Quickly before you go, let’s talk about this season of Drag Race. What was your take on Valentina and the mask?
I thought she should go home because she didn’t know the words! That’s what it boils down to in this competition. You didn’t do what this competition asks you to do. You didn’t know the words to the lip sync, you gotta go home girl! I know there are a lot of Valentina fans who were like, “No!” But the truth is when you don’t do well in the challenge or on the runway or in the lip sync, you fail on all three platforms, you gotta go home!
What’s your take on the top four? Who’s looking strongest?
The top four is amazing. Let’s just start by saying that. I support RuPaul’s decision to keep all four because it is a tough decision. These girls are all good. Who did the best in the competition? The answer is obviously Shea Coulee. Who is my favorite queen? It’s Peppermint. She’s one of my heroes. I love her. She is just phenomenal. I learned so much about performing from watching Peppermint perform in New York City.
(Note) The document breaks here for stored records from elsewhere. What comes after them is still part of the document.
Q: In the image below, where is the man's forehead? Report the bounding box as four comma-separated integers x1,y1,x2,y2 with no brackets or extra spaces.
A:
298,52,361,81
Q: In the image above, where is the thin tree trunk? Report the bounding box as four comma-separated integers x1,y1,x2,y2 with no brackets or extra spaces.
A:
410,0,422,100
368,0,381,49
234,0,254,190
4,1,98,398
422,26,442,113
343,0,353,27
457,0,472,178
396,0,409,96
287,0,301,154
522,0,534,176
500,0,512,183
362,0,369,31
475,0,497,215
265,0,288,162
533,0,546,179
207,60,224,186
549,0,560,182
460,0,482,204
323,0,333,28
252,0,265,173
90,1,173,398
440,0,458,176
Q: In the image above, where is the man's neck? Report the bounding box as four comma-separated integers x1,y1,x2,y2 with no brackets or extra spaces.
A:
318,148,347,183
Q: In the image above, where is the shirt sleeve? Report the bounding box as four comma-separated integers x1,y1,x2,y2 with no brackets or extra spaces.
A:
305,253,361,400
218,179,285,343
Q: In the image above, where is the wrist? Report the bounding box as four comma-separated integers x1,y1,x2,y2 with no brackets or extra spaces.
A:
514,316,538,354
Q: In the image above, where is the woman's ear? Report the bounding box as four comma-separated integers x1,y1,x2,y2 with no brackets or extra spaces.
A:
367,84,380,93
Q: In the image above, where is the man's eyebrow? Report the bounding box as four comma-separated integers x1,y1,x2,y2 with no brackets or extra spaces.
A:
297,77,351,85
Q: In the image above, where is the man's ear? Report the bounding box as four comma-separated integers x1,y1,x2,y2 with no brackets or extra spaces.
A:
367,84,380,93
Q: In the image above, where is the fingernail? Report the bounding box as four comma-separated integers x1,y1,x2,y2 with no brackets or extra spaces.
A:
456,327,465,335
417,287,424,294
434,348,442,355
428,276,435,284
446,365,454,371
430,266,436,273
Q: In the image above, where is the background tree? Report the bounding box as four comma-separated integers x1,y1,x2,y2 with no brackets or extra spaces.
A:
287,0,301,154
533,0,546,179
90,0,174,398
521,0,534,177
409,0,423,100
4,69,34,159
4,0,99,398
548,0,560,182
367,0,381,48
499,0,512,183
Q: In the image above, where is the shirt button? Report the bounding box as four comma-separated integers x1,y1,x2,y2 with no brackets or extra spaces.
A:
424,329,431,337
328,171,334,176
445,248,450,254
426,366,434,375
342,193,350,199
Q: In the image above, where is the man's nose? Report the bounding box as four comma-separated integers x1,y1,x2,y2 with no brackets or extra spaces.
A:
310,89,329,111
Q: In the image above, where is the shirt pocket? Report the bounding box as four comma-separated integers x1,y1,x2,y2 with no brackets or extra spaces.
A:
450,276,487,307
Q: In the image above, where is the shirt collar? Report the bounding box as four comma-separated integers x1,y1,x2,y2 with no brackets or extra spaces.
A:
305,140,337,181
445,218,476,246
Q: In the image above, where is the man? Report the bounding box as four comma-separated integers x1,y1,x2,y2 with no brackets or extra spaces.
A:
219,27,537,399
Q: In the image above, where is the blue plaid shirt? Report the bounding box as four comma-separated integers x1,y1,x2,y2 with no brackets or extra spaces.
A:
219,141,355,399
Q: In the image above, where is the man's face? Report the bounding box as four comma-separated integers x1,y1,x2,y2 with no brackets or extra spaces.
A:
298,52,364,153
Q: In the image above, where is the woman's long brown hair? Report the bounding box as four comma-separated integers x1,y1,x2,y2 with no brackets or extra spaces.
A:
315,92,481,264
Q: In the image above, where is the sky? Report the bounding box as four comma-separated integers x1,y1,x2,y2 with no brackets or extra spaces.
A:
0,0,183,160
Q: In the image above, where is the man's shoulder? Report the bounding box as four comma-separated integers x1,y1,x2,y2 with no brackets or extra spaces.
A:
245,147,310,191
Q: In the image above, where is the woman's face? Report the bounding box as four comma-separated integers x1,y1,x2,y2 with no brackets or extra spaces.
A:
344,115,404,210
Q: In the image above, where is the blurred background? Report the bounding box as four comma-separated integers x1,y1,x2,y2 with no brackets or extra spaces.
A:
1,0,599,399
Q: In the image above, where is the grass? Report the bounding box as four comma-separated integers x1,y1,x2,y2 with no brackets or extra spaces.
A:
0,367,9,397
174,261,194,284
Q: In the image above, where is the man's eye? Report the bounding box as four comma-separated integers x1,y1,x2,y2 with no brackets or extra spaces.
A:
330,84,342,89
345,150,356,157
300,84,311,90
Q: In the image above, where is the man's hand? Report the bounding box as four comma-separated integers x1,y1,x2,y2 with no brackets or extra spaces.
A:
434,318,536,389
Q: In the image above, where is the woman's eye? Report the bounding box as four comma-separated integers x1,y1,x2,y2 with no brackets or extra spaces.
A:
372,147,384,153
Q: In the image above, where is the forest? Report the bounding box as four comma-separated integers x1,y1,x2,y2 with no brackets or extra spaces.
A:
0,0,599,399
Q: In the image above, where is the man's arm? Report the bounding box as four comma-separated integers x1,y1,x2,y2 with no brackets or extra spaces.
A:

The first time I ever did at a night club that wasn’t a comedy club, Peppermint was hosting the show. She’s a legend. She’s so professional. Before Drag Race she’d already traveled the world and done albums and released music videos. She is epic.
Oh that’s really cool. I didn’t realize the two of you had such a connection.
Trinity also won my heart this season. And Sasha Velour is just sickening. The first time I met Sasha, I thought to myself that this girl is really fucking special. Sasha was my early pick. Before the season even started I said that I thought Sasha was going to win.